L’arrivo di investitori stranieri segna una tappa supplementare nello sganciamento dei club europei dal tessuto economico locale. Dopo i russi (l’oligarca Roman Abramovitch ha investito dal 2003 nel club londinese di Chelsea), e, in seguito, gli Americani (John Henry e Tom Werner, già proprietari del club di baseball di Boston, sono alla testa del Liverpool FC, la famiglia Glazer occupa quello del Manchester United), i miliardari asiatici affermano la loro presenza nel calcio inglese. L’uomo d’affari malesiano Tony Fernandes è l’azionario principale dei Queen Park Rangers, il cui capitale è ugualmente detenuto dall’investitore siderurgico indiano Lakshmi Mittal. L’uzbeko Alisher Ousmanov è il secondo più grosso azionista di Arsenal dopo l’imprenditore americano Stan Kroenke. La famiglia reale di Abou Dhabi ha ricomprato Manchester City all’ex primo ministro thailandese Thaskin Shinawatra. Il gruppo agro-alimentare indiano Venky’s ha preso nel 2010 il controllo dei Blackburn Rovers, etc. Quanto alla Francia, si conosce il caso recente del PSG, detenuto tra il 2006 e il 2011 da un fondo d’investimento americano e poi, a partire da questa data, dal Qatar Investment Authority, e dell’AS Monaco, ripreso da un oligarca russo nel 2011.
La circolazione dei capitali si traduce d’altronde nella quotazione in borsa di alcuni club. Dopo aver considerato le piazze di Hong Kong e Singapore, Manchester United ha introdotto il 10% del suo capitale sul New York Stock Exchange nel 2012.

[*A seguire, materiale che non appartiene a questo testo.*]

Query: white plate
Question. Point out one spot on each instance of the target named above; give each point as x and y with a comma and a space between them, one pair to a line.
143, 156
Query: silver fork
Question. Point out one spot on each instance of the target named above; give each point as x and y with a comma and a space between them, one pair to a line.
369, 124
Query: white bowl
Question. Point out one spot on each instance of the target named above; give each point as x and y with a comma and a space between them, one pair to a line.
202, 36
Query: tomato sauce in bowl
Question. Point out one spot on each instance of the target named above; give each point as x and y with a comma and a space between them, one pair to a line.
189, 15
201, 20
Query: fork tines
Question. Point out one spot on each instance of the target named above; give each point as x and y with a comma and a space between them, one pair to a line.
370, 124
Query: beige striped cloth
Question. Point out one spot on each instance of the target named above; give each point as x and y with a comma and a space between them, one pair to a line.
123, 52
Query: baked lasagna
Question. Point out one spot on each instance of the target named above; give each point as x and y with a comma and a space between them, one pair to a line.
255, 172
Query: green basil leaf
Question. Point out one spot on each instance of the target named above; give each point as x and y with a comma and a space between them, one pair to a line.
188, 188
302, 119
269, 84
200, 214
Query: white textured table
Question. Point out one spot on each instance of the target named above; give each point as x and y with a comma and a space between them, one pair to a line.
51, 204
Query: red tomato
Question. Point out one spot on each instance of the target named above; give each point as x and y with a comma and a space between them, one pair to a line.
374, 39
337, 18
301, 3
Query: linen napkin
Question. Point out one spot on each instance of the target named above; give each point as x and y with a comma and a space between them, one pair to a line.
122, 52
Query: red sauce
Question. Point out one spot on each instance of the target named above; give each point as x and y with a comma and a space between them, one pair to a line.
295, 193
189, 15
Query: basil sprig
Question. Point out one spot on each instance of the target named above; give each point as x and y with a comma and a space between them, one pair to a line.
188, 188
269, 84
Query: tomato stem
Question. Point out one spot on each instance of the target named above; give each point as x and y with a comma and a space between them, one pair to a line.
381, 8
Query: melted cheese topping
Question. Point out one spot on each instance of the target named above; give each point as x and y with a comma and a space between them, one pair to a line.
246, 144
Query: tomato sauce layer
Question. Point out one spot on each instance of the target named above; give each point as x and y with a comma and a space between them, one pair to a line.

Sviluppo del marketing e giri di promozione

Avendo di mira un mercato nazionale e perfino internazionale di consumatori, le società europee si impegnano nelle logiche di diverse promozioni commerciali. Una delle leve più utilizzate consiste nello sviluppo di una rete di distribuzione dei prodotti derivati, più o meno estesa geograficamente. Il Manchester United possiede dei magazzini in varie parti del mondo, in particolare un megastore a Singapore e un altro a Dublino, e diversifica le sue attività. Così, la società Manchester United Food and Beverage Asia ha aperto un Manchester United Restaurant and bar nel centro di Bangkok nel 2008. Due ristoranti erano già stati aperti in Indonesia e un altro a Séoul in Corea del Sud. In Francia, l’Olimpique Marsiglia ha aperto una boutique ad Algeri nel 2008 e intende sviluppare le sue attività commerciali in Africa e Medio oriente, una strategia di espansione nella quale si è ugualmente impegnato il PSG. Due squadre europee organizzano, d’altro canto, dei tornei estivi negli Stati Uniti e in Asia che vanno di pari passo a operazioni commerciali nella speranza di aprirsi a nuovi mercati. L’acquisto di un giocatore asiatico può a questo riguardo essere un investimento redditizio, fonte di redditi ricavati dalla vendita di maglie nel suo paese di origine.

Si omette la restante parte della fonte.